Es gibt diese eine Seite, die Krieg will, die gewinnen will. Und das sind nicht die Freiheitsliebenden, sondern die Kollektivisten. Die mutwillige Zerstörung der Sprache, die zersetzenden Angriffe gegen jeden, der vom Hauptstrom abweichende Meinungen hat, die Störung des Autoverkehrs, die gezielte Zerstörung unserer Kultur durch Massenmigration aus fremden Kulturen, die Bekämpfung der mittelständischen Wirtschaft, die totalitären Zwangsmaßnahmen unter fadenscheinigen Vorwänden, die permanente Enteignungspolitik der grünen, roten, gelben und schwarzen Sozialisten … Während die einen reden, handeln die anderen.
Sie sind entschlossen, sie haben einen Plan, sie haben vielfältige Strategien, sie sind hochaggressiv. Und sie sind in letzter Konsequenz zu allem entschlossen.
Verteidigung
Die Freiheitlichen, auch weil sie die Gewalt grundsätzlich verabscheuen und weil sie als Individualisten den Zusammenschluss in Gruppen meiden, haben dem momentan nichts entgegenzusetzen. Sie haben keine Strategie, keinen Plan, sie wissen nicht, was sie tun sollen. Sie sind dem schon längst stattfindenden Raub von Freiheit und Eigentum hilflos ausgeliefert und klammern sich höchstens an den Status quo des „liberalen Verfassungsstaats“ als Kompromiss und pflegen die Hoffnung auf gesellschaftliche Verständigung.
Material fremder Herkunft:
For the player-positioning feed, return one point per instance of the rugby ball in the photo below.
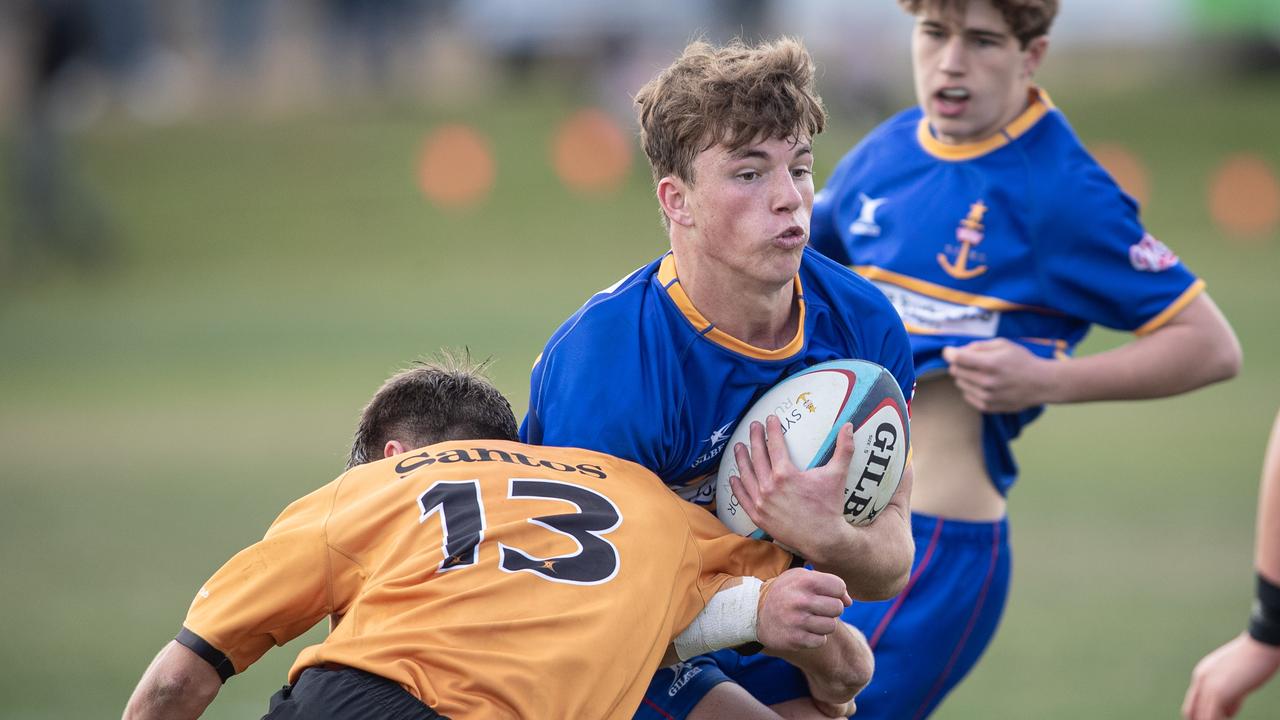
(813, 405)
Derweil zanken sie im Elfenbeinturm um einzelne Begriffe und grenzen sich in Details voneinander ab.
Deutlich wurde mir an diesem Wochenende allerdings auch, dass es unter den Freiheitlichen mehr und mehr Einzelne gibt, die nicht nur reden und denken und die Gefahr erkennen, sondern die auch etwas tun und sich wehren wollen. Sie wollen mit Entwürfen von Recht und Gesetz gewappnet sein, wenn die Geschichte eine Chance für einen neuen Gesellschaftsentwurf bietet. Sie gründen freie Medien, um widerständige Inseln zu bilden im milliardenschweren Strom der staatsfinanzierten Medien. Sie errichten Bürgergenossenschaften, um dem Zentralstaat Inseln der Selbstorganisation entgegenzusetzen. Sie treiben freie Privatstädte voran, um alternative Gesellschaftsentwürfe in der Realität zu bauen. Und sie nennen die Dinge beim Namen, stellen sich mutig in den Wind und verkünden die Wahrheit öffentlich, nicht nur in elitären Zirkeln.
Scheidungsantrag
Auch wenn die meisten Freiheitsliebenden noch nicht angefangen haben, sich zu wehren, auch wenn die meisten hilf- und hoffnungslos zuschauen, wie ihnen die Freiheit von den Kollektivisten aller Farben Stückchen für Stückchen geraubt wird, auch wenn sie keine Strategie für den Kampf haben, weil sie gar nicht kämpfen wollen, auch wenn sie keinen Marsch durch die Institutionen kennen, weil sie die Herrschaft gar nicht anstreben, auch wenn die Freiheitlichen gerade jeden Tag Terrain an die Kollektivisten verlieren – ich bin dennoch felsenfest davon überzeugt, dass wir Freiheitsliebenden nicht besiegt werden können.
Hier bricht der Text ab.